I haven't read them all, but Facebook seems to have a number of patents which at first glance are so broad they could apply to react:
https://patents.google.com/patent/US20160092096A1/en
"a method performed by one or more computing devices including defining a hierarchical structure for a user interface (UI) that includes defining one or more layers of the hierarchical structure, adding one or more objects at each layer, and specifying one or more relationships among particular objects"
https://patents.google.com/patent/US20150277691A1/en
"In one embodiment, as a user is scrolling through a first series of content items and reaches the nth content items from the first series of content items, display a visual indication that there are additional content items from the first series of content items existing after the nth content item."
https://patents.google.com/patent/US20150113066A1/en
"A communications system including one or more alert gates and an alert controller. Each alert gate is configured to detect a different type of alert feed corresponding to a particular kind of alert. The alert controller is connected to the alert gates and operable to receive detected alerts from the alert gates and to deliver the detected alerts to a user of the communications system."
Even the text of some are pretty much as expected. It seems that they have a patent on single page applications (SPAs) to-a-T [1], elaborating that an application may use mechanisms like XHR and append an identifier to the fragment portion of the URL to keep history.
Even if I subscribed to the idea that this was without prior art on the web in 2009, equivalent functionality already existed in desktop applications. To claim that it is a novel invention because it now works on a web page is disheartening. It's exactly this kind of behavior--claiming new ownership based on each abstraction--that leads to restrictions in some countries on patents which can only exist in software.
I think that rather strengthens the argument that Facebook's patent grant isn't a good reason to avoid React, given that almost any possible webapp written with any framework is likely infringing. :)
If React doesn't have any patents then Facebook could solve this issue by removing the "grant" or by removing the strong retaliation clause from the "grant".
I am not a lawyer either, but I think the idea of implicit grant is compatible with common sense.
The link you gave doesn't use the word implicit and actually says:
> Wherever possible, make sure you have an explicit license to any necessary patents held by the licensor.
Then it goes on to distinguish between weak and strong grants.
I think you mean weak, not implicit. AFAICT, there isn't an implicit grant with patent law, because the default is that you're infringing without an explicit grant.

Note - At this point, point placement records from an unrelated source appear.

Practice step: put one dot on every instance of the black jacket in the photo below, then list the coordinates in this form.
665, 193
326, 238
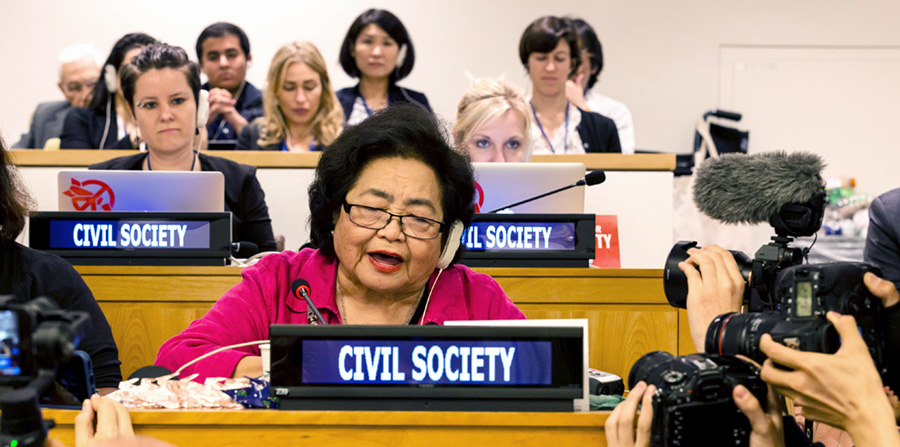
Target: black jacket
244, 196
598, 133
396, 95
83, 129
28, 274
249, 105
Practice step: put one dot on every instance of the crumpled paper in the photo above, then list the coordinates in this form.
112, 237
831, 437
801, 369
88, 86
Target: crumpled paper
162, 392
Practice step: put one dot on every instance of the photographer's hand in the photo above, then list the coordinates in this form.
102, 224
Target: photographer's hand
842, 390
716, 288
619, 427
882, 288
768, 428
113, 422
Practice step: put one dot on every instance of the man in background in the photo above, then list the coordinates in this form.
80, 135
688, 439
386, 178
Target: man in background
224, 52
78, 72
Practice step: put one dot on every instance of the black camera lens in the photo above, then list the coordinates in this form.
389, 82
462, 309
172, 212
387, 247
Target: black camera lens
675, 282
735, 333
739, 334
649, 365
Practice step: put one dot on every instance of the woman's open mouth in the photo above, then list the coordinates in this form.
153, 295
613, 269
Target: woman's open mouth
386, 261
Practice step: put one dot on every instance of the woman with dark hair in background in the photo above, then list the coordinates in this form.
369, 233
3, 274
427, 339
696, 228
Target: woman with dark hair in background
106, 123
27, 274
378, 51
580, 85
162, 89
301, 110
549, 51
388, 205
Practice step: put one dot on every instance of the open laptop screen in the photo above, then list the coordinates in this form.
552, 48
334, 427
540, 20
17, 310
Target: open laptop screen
141, 191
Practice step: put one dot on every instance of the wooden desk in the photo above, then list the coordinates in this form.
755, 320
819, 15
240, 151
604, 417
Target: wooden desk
399, 429
626, 309
638, 190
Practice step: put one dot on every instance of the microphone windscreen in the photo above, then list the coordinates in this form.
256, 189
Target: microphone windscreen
150, 372
297, 285
595, 178
740, 188
244, 249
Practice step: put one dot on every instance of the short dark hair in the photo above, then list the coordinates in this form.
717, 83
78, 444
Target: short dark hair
157, 57
591, 44
544, 34
14, 200
405, 131
222, 29
391, 25
128, 42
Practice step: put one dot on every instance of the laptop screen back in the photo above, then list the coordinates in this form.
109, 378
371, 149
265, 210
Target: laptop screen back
141, 191
501, 184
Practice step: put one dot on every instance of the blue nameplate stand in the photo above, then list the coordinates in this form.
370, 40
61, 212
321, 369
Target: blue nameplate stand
133, 238
427, 368
529, 240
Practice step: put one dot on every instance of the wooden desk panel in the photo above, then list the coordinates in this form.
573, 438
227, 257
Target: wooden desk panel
364, 428
626, 309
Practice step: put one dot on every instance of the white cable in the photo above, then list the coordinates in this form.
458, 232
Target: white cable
106, 127
251, 260
430, 292
239, 345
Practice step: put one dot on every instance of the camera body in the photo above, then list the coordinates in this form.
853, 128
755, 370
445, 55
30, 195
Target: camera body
693, 404
805, 294
34, 338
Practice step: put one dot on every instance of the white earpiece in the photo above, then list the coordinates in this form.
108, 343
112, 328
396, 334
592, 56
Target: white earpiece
453, 239
401, 56
109, 77
202, 108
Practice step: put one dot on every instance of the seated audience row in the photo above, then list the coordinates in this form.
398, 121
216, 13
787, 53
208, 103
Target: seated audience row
79, 70
377, 50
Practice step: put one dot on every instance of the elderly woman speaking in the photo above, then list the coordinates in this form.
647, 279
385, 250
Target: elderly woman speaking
388, 205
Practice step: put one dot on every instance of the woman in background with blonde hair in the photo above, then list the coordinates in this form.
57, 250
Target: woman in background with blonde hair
492, 122
301, 110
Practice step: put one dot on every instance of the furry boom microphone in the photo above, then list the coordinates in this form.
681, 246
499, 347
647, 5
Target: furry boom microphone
738, 188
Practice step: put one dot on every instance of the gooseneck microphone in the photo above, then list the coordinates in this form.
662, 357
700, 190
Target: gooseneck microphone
300, 289
592, 178
739, 188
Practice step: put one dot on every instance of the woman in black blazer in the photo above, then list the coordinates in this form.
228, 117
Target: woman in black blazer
162, 89
378, 51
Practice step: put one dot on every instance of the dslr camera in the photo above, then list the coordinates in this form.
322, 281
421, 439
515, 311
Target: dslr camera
34, 338
806, 293
693, 404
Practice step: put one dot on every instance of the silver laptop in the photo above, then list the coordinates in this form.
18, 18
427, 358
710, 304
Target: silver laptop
141, 191
501, 184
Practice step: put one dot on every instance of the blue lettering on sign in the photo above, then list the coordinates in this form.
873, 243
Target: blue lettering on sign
419, 362
128, 234
521, 236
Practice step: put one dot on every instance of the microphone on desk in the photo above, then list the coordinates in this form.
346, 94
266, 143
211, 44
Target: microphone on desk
300, 288
244, 249
592, 178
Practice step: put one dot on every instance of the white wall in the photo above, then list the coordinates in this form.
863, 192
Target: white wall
661, 56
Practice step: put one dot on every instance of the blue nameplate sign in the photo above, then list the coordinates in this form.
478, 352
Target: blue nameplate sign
529, 240
128, 234
517, 236
417, 362
138, 238
338, 367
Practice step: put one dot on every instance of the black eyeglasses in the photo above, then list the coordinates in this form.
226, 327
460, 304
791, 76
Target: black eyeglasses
376, 219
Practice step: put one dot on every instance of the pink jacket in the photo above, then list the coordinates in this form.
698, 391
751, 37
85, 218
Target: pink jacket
264, 297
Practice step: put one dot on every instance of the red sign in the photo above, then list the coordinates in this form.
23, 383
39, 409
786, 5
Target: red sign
606, 238
91, 194
479, 197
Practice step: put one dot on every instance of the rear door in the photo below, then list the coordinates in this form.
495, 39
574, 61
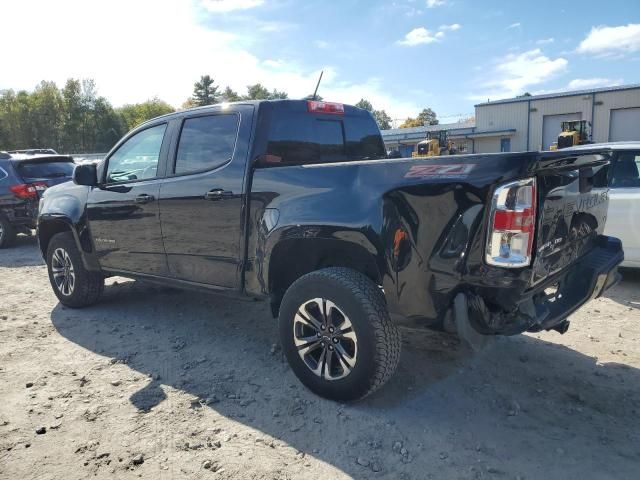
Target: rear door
123, 212
201, 200
624, 206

The link in the original post was about strong vs weak retaliation clauses in an explicit license, but the parent is also talking about implicit patent licenses, which do have some case law and opinions surrounding them in the United States [1].
The theory behind implicit patent licenses is that the licensee (often the buyer) will have some idea about which rights they have to the thing they are licensing, absent any other agreement. For a software license like the 3-clause BSD, this means that if they are licensing the software from the holder of the patent, they can reasonably expect to not subsequently be sued for infringing on the patent while following the terms of the license.
Omitting any kind of patent mention from your product's license, and later claiming infringement for reasonably expected use, would look subversive and generally be unconvincing.
Yes, a year ago. They weren't potentially dangerous in the first place really but they updated them after the feedback to be much more explicit and literally no-one appears to have issue with it anymore.
Yes, it is. React uses it to track identity of components in a list; it's significant especially when reordering children and affects both which DOM nodes get reused as well as whether this.state is preserved.